PRO TENS, MODEL WL-240 RX

K080304 · Well-Life Healthcare Limited · GZJ · Jun 20, 2008 · Neurology

Device Facts

Record IDK080304
Device NamePRO TENS, MODEL WL-240 RX
ApplicantWell-Life Healthcare Limited
Product CodeGZJ · Neurology
Decision DateJun 20, 2008
DecisionSESE
Submission TypeTraditional
Regulation21 CFR 882.5890
Device ClassClass 2
AttributesTherapeutic

Intended Use

The model WL-2407Rx TENS is a portable, battery-powered, transcutaneous electrical nerve stimulator (TENS device) that is intended for symptomatic relief of chronic intractable pain.

Device Story

Portable, battery-powered (4.5V, 3xAA) transcutaneous electrical nerve stimulator (TENS). Device delivers electrical stimulation via wires connected to adhesive or garment electrodes. User selects from six pre-programmed output waveforms (P1-P6). Output strength is adjustable (0-80 mA) with a programmable timer (5-60 minutes). LCD provides status updates including mode, waveform, intensity, time remaining, and low battery warning. Operated by patient under physician prescription for chronic intractable pain management. Output affects nerve stimulation to provide symptomatic pain relief.

Clinical Evidence

Bench testing only. Compliance with ANSI/AAMI NS4-1985, EN 60601-1, and EN 60601-1-2 standards.
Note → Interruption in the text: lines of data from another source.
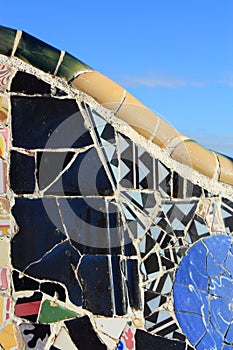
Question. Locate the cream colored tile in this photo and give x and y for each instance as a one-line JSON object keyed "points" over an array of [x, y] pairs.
{"points": [[102, 89], [226, 169], [197, 157], [63, 341], [4, 253], [138, 116]]}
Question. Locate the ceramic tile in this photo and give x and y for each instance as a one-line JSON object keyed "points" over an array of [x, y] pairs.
{"points": [[111, 326], [35, 335], [37, 53], [29, 84], [120, 248], [4, 142], [51, 312], [22, 173], [43, 122], [5, 253], [4, 108], [33, 219], [139, 170], [5, 306], [5, 75], [94, 275], [7, 38], [59, 265], [70, 67], [106, 92], [28, 307], [83, 335], [4, 278], [63, 341], [74, 181], [206, 304], [4, 217], [127, 340], [8, 337], [145, 340]]}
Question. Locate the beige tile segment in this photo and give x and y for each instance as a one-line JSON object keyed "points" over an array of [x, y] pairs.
{"points": [[138, 116], [197, 157], [102, 89], [165, 133], [5, 252], [111, 326], [63, 341], [226, 169]]}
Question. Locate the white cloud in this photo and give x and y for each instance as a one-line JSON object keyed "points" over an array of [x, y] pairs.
{"points": [[159, 81]]}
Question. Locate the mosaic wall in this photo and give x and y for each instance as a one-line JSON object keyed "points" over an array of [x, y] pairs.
{"points": [[103, 245]]}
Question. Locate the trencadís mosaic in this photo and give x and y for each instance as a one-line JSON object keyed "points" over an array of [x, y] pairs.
{"points": [[107, 240]]}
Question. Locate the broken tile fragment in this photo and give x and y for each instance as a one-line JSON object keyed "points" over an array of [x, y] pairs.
{"points": [[111, 326], [63, 341], [8, 338], [5, 252], [51, 312], [35, 335], [5, 222], [83, 334], [4, 108]]}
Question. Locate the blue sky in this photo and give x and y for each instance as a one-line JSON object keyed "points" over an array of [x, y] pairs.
{"points": [[176, 56]]}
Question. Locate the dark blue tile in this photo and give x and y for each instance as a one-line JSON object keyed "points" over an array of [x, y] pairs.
{"points": [[83, 335], [94, 276], [194, 326], [59, 265], [40, 229]]}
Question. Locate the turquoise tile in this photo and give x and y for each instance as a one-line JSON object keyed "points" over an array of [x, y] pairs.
{"points": [[70, 66], [7, 38], [37, 53]]}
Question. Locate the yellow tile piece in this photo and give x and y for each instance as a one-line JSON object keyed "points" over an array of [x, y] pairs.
{"points": [[197, 157], [4, 108], [4, 253], [101, 88], [7, 338], [4, 309], [138, 116], [226, 169]]}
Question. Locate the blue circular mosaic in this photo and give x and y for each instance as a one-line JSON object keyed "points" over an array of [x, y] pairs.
{"points": [[203, 293]]}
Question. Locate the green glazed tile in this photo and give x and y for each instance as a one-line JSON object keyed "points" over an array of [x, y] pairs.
{"points": [[37, 53], [7, 38], [50, 313], [70, 66]]}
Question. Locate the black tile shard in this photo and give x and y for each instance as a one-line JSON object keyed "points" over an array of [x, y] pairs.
{"points": [[132, 278], [40, 229], [23, 282], [83, 335], [22, 173], [49, 166], [94, 276], [148, 341], [93, 224], [29, 84], [47, 122], [35, 335], [119, 287], [59, 265]]}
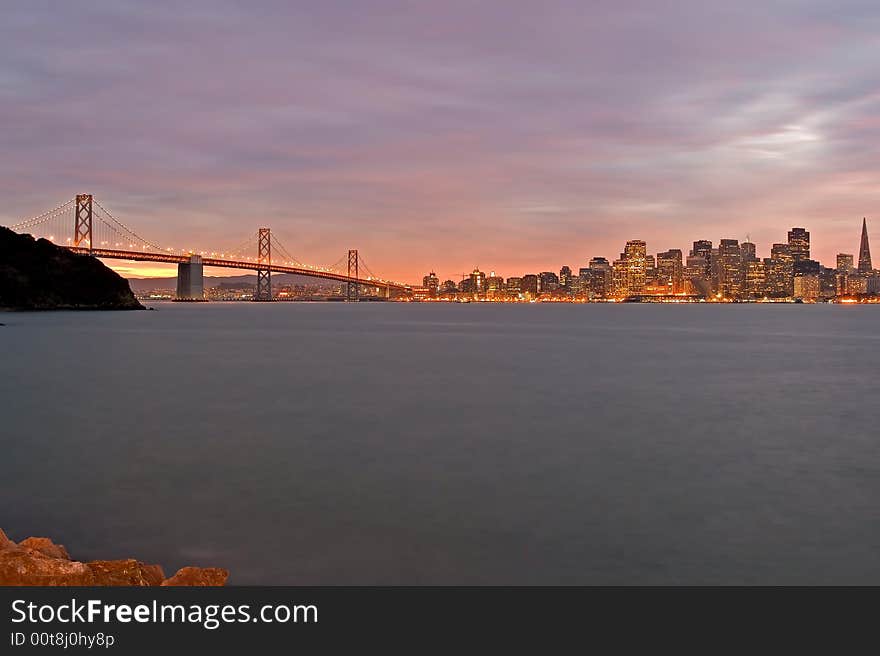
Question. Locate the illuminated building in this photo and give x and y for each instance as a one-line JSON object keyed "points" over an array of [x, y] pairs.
{"points": [[703, 248], [755, 281], [190, 280], [856, 284], [650, 270], [806, 287], [478, 282], [845, 262], [635, 254], [565, 277], [799, 244], [421, 293], [730, 269], [618, 277], [780, 276], [696, 277], [601, 282], [549, 281], [432, 283], [827, 282], [670, 271], [494, 284], [865, 266], [531, 284]]}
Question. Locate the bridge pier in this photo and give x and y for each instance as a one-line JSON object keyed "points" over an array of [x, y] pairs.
{"points": [[191, 280]]}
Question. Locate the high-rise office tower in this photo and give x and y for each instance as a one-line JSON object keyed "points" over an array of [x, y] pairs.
{"points": [[755, 280], [601, 277], [549, 281], [432, 283], [670, 271], [636, 255], [565, 276], [799, 244], [730, 269], [478, 282], [749, 253], [865, 250], [780, 276]]}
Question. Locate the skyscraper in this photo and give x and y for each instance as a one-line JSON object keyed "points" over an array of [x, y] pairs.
{"points": [[432, 283], [601, 278], [565, 276], [730, 270], [636, 255], [780, 274], [799, 244], [865, 250], [670, 271], [749, 252]]}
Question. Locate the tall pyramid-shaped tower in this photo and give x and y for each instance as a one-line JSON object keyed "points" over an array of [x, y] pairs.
{"points": [[865, 250]]}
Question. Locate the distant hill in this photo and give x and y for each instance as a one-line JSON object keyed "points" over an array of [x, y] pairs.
{"points": [[141, 285], [38, 275]]}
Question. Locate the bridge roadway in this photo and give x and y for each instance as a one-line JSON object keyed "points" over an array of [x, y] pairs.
{"points": [[172, 258]]}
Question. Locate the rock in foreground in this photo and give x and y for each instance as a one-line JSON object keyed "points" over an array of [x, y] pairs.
{"points": [[39, 561], [38, 275]]}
Software verification performed per FDA guidance.

Technological Characteristics

Dual-channel TENS; 4.5V battery-powered; 0-80 mA output range; 5-60 minute timer; LCD interface. Compliance with ANSI/AAMI NS4-1985, EN 60601-1, and EN 60601-1-2. Software verification per FDA guidance.

Indications for Use

Indicated for symptomatic relief of chronic intractable pain in patients requiring prescription TENS therapy.

Regulatory Classification

Identification

A transcutaneous electrical nerve stimulator for pain relief is a device used to apply an electrical current to electrodes on a patient's skin to treat pain.

Predicate Devices

Related Devices

Submission Summary (Full Text)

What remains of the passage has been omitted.